Here are the two passages. My intention is to promote new introspection and respectful disagreement.

(1) 9:49 (The Apostle Yochanan said to Yeshua) “Rabbi, we saw someone expelling demons in your name; and we stopped him because he doesn’t follow you along with us.” 50 Yeshua said to him, “Don’t stop such people, because whoever isn’t against you is for you.” . . .


(2) 9:51 As the time approached for him to be taken up into heaven, he made his decision to set out for Yerushalayim. 52 He sent messengers ahead of him, who went and entered a village in Shomron to make preparations for him. 53 However, the people there would not let him stay, because his destination was Yerushalayim. 54 When the talmidim Ya‘akov and Yochanan saw this, they said, “Sir, do you want us to call down fire from heaven to destroy them?” 55 But he turned and rebuked them.[ 56 And they went on to another village.

In the first passage we see the apostles encountering people whose work is related to their own, but who are in some manner different. These folks are not part of their crowd. This makes the apostles nervous.

Yeshua’s advice is something we would do well to heed in our own day: “Don’t stop such people, because whoever isn’t against you is for you.”

So assuming Yeshua would have the temerity to meddle in our social and political affairs, think of these questions.

  • What groups of people who operate invoking Yeshua’s Name, do you tend to discount or attempt to thwart because they are not part of your crowd?
  • Would Yeshua tell you to go ahead discounting and thwarting these people, or would he tell you and your crowd to widen your circle of permission/association?

The second passage concerns dealing with a people group you consider to be your opponents and who treat you and yours inhospitably . Perhaps the GLBTQ crowd, perhaps Democrats, perhaps Tea Party Republicans, perhaps Antifa, perhaps Muslims.
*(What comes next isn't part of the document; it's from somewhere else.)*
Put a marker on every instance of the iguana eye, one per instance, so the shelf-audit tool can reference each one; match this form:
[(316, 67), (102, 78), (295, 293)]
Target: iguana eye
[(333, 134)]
Whichever group upon which you and your crowd would like to call down fire from heaven to destroy them.

In the parable, Yeshua rebukes the disciples for this intention.

  • What would he say to you and yours?
  • And is it important to struggle with such questions in our day, or should we just assume that our attitudes are already God’s attitudes?

If you prefer less complex questions and simpler answers, I have some TV channels and news sources I can point you to . . . But sometimes, isn’t it better to struggle?